Multiple people say it is obvious once it clicks. I’m still waiting for this actual “aha” moment. I had a few little clicks in the past that made me think this was it, but once I got into the real-life examples, it became blurry again. The abstraction in my head was never enough to cover all the cases and be helpful in day-to-day development. Nevertheless, I keep trying because I see how much the other functional concepts that seemed useless when I first met them became useful and how they changed my way of coding and looking at the craft or even the art of programming. Immutability, pure functions, higher-order functions, and currying, to name a few, made me a much better programmer. I’m sure they guided my career and interests in the direction of software architecture in general.

Back to the elephant in the room, Monads, I will share the clicks that made me think I understood the concept but always left some unsolved questions.

Monads are just simple boxes that hold something and allow one to unwrap the value, apply a function, wrap it again and keep going. I followed one of the tutorials showing the evolution from Functors through the Applicatives to Monads with pictures. It made perfect sense while I thought about the list mapping, reducing and filtering. With my experience with LINQ in C#, rxJava and simple list operations in kotlin, I get how useful it could be. However, with only this analogy in mind, I still lack an understanding of the difference between Functor and Monad. Both flatMapand map are very similar to me. When I end up with a list of lists, instead of mapping and flattening, I do flatMap, but I still don’t get the real abstract power of it outside the simple realm of lists.

Monads are just a computable context that decorates something. This explanation, built on the “box” analogy, shed new light on my understanding. You can compose some simple things like adding numbers but at the same time apply some functions with side effects without polluting the internal operations with ugly, complicated code. Inside we have only pure computations. Outside may be anything like logging errors, printing to the console, or launching the missiles. As long as it is encapsulated in the computable context, it can be isolated from the pure domain logic. This explains types such as Maybe, Either etc. Again, it sounds simple and makes me understand why somebody used the burrito analogy, but in practice, I still don’t fully feel the power that everybody mentions.

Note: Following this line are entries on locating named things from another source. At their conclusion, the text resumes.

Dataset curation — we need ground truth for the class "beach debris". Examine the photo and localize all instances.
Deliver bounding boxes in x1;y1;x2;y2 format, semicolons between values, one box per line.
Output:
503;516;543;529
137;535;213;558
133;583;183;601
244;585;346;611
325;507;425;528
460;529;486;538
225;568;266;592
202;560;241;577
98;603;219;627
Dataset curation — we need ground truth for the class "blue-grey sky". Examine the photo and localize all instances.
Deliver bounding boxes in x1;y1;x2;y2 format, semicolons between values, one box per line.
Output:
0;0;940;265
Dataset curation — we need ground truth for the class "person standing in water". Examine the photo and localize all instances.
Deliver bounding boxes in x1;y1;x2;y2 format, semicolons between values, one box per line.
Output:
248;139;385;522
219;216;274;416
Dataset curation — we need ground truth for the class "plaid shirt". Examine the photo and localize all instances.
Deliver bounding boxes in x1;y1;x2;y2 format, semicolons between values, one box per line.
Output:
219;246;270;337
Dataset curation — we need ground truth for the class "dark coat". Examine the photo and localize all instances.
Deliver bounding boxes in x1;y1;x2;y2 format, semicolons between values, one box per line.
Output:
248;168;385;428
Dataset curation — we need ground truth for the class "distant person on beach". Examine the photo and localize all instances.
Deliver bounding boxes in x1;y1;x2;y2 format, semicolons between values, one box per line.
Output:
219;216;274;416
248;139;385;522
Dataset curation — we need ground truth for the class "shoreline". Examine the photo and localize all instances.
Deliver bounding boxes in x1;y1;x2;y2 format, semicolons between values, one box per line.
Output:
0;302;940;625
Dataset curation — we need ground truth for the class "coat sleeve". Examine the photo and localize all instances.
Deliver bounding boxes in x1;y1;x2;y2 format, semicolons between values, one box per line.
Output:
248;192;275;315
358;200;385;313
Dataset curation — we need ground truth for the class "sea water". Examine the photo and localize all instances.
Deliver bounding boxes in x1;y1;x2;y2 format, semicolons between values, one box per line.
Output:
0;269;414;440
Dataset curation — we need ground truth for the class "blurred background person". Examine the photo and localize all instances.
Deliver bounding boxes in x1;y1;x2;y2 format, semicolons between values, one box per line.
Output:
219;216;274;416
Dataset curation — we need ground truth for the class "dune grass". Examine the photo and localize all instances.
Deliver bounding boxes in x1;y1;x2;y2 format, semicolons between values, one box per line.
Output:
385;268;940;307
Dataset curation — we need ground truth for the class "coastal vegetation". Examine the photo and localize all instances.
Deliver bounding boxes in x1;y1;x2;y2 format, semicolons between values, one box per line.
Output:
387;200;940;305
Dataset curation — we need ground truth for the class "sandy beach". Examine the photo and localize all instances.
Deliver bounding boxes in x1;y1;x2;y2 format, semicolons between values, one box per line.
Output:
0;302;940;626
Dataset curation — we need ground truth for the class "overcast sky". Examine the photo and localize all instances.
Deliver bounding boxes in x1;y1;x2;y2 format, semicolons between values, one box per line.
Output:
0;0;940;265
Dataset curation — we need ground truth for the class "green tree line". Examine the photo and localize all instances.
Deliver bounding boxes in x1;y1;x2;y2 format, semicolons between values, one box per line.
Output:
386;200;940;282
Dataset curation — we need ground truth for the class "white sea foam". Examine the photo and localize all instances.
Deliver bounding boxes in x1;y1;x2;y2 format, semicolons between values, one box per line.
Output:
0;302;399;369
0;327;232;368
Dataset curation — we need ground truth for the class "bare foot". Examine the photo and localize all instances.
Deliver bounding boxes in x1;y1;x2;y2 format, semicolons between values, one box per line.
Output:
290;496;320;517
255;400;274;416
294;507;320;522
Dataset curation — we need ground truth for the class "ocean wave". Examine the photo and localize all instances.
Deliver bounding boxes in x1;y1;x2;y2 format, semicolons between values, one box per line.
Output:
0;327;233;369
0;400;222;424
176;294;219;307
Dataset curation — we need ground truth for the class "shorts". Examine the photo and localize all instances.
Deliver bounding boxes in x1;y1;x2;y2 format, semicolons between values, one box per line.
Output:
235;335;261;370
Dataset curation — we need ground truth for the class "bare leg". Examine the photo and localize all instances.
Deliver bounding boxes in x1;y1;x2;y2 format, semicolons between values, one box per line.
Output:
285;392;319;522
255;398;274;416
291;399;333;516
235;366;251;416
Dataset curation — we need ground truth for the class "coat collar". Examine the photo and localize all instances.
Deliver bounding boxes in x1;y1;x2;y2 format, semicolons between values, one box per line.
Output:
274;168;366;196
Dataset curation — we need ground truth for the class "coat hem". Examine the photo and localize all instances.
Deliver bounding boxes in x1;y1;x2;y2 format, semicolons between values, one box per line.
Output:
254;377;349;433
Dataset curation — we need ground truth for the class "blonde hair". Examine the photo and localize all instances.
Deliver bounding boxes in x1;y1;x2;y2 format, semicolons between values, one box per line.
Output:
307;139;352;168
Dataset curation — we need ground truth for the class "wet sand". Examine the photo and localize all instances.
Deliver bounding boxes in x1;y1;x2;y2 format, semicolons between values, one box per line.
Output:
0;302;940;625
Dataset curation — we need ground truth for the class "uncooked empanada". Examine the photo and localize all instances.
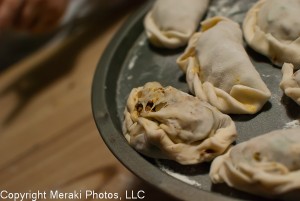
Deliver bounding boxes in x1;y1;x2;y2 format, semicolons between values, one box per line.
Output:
123;82;236;164
177;17;271;114
243;0;300;68
210;128;300;200
280;63;300;105
144;0;209;49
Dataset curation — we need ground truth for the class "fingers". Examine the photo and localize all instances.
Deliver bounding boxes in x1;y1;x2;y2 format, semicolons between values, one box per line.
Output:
0;0;22;30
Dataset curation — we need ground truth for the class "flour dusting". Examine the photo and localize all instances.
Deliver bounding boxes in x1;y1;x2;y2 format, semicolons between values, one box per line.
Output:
156;160;202;188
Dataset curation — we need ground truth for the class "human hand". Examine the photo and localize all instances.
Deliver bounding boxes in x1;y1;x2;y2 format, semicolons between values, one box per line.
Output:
0;0;69;33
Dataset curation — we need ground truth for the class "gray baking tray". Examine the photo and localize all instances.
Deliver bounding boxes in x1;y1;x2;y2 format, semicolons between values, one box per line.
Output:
92;0;300;201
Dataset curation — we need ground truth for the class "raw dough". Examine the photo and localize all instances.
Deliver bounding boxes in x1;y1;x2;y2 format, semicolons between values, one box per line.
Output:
123;82;236;164
144;0;209;49
280;63;300;105
177;17;271;114
243;0;300;69
210;128;300;200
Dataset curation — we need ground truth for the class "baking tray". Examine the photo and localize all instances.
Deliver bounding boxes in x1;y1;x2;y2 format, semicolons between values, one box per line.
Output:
92;0;300;201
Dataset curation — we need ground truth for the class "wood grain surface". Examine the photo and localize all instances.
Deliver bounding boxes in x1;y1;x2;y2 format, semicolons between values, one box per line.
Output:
0;2;177;200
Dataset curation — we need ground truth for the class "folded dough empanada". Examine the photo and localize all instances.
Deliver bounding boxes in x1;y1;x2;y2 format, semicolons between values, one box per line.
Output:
210;128;300;200
123;82;236;164
177;17;271;114
243;0;300;68
144;0;209;49
280;63;300;105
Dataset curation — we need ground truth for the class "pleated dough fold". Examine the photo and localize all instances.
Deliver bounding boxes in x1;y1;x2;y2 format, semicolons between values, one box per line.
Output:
123;82;236;164
243;0;300;69
210;128;300;200
280;63;300;105
144;0;209;49
177;17;271;114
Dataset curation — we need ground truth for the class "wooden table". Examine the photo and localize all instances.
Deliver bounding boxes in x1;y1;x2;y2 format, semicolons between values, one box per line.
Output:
0;2;176;200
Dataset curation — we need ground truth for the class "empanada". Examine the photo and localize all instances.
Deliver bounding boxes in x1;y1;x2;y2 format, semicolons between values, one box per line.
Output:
123;82;236;164
280;63;300;105
177;17;271;114
144;0;209;49
209;127;300;200
243;0;300;68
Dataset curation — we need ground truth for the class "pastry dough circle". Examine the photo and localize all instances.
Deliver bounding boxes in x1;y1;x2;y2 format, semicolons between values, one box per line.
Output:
177;16;271;114
123;82;236;164
209;128;300;200
144;0;209;49
279;63;300;105
243;0;300;69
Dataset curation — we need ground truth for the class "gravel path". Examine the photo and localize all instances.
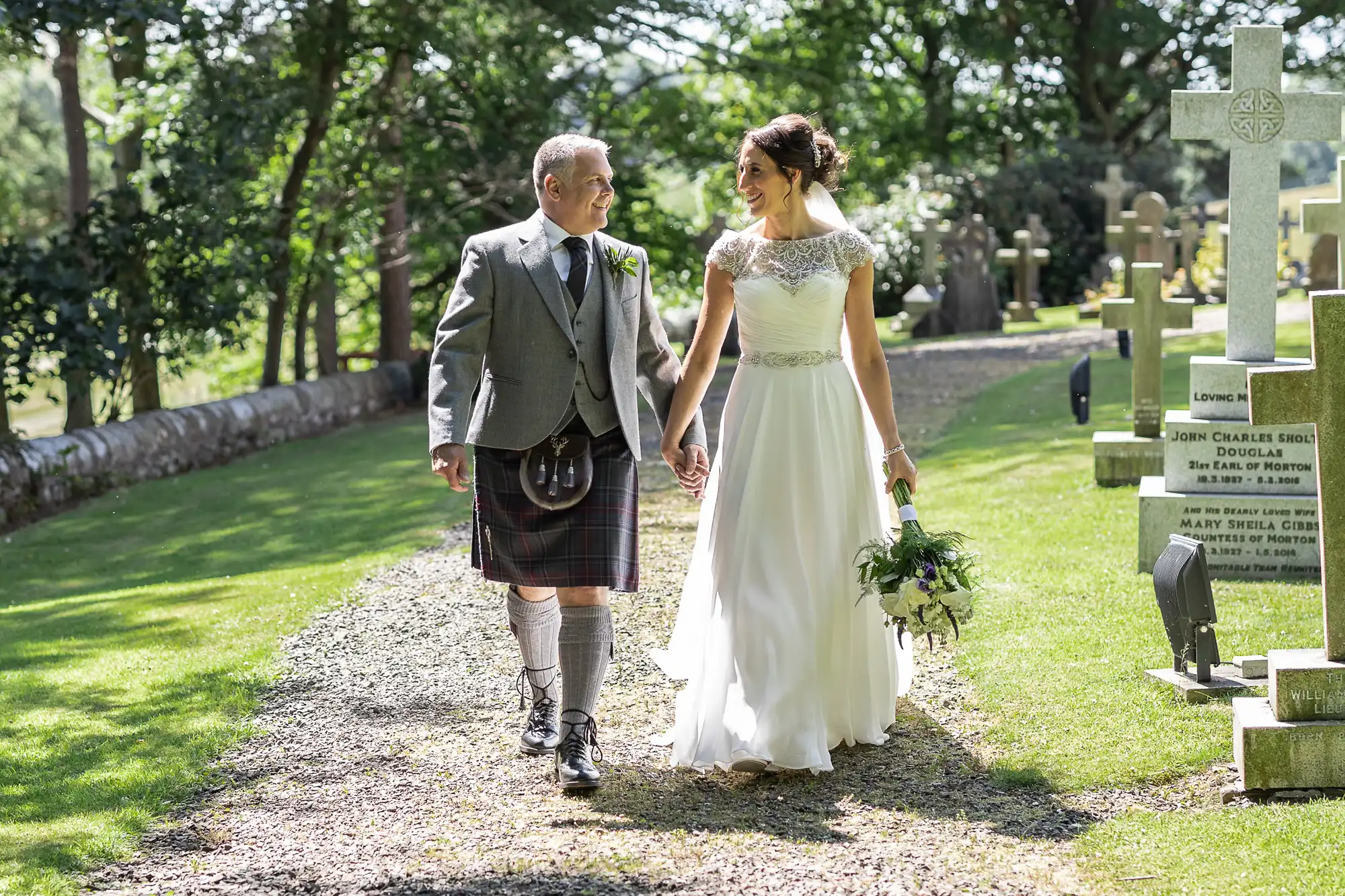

Monads are the monoids in the category of endofunctors, a purely mathematical concept from the category theory. It must have the type constructor, type converter (unit) and combinator (bind). Moreover, it has to obey three laws: left identity, right identity and associativity. This explanation doesn’t help build the intuition but could help to check if something I create is an actual Monad that I can count on.

This is the state of my knowledge and understanding. I hope to build an intuition on top of that and write something more specific soon, once I make my first Monads in languages such as Haskell, Scala and possibly kotlin. Wish me luck in my journey.